Rollback did work for my home partition, but I had to mount it from another OS to get it to work - so no data loss!

By that time I'd already reinstalled the os to the root partition/subvolume however, so I couldn't determine the exact cause of failure :(

Moral: Snapshots are not backups, and 'working' is not 'tested'

[–] emly_sh_@sh.itjust.works 1 points 10 months ago

I've not broken my setup (yet), but I've came close to it one time when I accidentally made a lesser fork bomb.

I was writting a function that would display how many jobs I currently had in the command prompt, but when writting the function instead of calling jobs I called the function itself, sourced .bashrc and now everything was laggy (my pc only has 4GB). Thankfully I was able to shut down the terminal before my swap got completely consumed.

[–] lemmyreader@lemmy.ml 1 points 10 months ago

Years ago a friend mistakenly typed in killall5 as root on a remote server. Didn't break things but resulted in extra work and effort.

[–] rhys@mastodon.rhys.wtf 1 points 10 months ago

@fl42v I have thousands from my early days, but my only recent-ish one was pretty funny.

On an Arch install that hadn't been updated for a while, in a rush, had an app that needed OpenSSL 3. Instead of updating the whole system, I just updated the openssl package.

*Everything* broke immediately. Turns out a lot of stuff depends on openssl. Who knew?

To fix, booted to the arch installer, chrooted into my env, and reverted to the previous version of the package — then updated properly.

[–] inetknght@lemmy.ml 1 points 10 months ago

I was running Fedora. Something like 27 or so. I needed drivers. I don't remember if it was AMD or Nvidia, but they were only available on RedHat.

So I downloaded the RedHat drivers for the GPU and forced it to install. It worked! It was great.

Then when I updated the distro to the next release... everything failed. It was dropping into grub, but no video was output. Ooof.

So I ended up enabling a terminal console and connecting to it via a serial port to debug. I had to completely uninstall that RPM and I was never happy that it was properly gone. So a few months later I ended up reinstalling the whole OS.

On the plus side, I learned a lot about grub and serial consoles.

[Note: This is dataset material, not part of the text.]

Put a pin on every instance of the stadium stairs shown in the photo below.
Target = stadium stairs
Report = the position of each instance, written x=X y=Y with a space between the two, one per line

Worth it.

[–] acow@programming.dev 1 points 10 months ago

I've had the typical disasters with partition tables and boot loader mixups, but the one I keep coming back to is updating my Nvidia drivers too eagerly. Whether something gets messed up with an external monitor, or the laptop starts resisting switching away from the integrated GPU, or an electron app I use regularly that makes heavy use of 3D acceleration breaks, or I just need to bump the driver version in a reproducible system state record... it's just bad news.

[–] Petter1@lemm.ee 1 points 10 months ago

For me, it was a simple enabling of AUR im manjaro, twice Now I use arch, lol.

[–] FollowingTheTao@lemmy.dbzer0.com 1 points 10 months ago

I wanted my top bar in DWM toshow the time, so I put the script directly into the .xinitrc file instead of the path to the script.

[–] DrillingStricken@programming.dev 1 points 10 months ago

Once I succumbed to a proprietary software's allure, post-usage, I felt like a digital pariah! To rid myself of the taint, I wiped my system clean – reinstall time!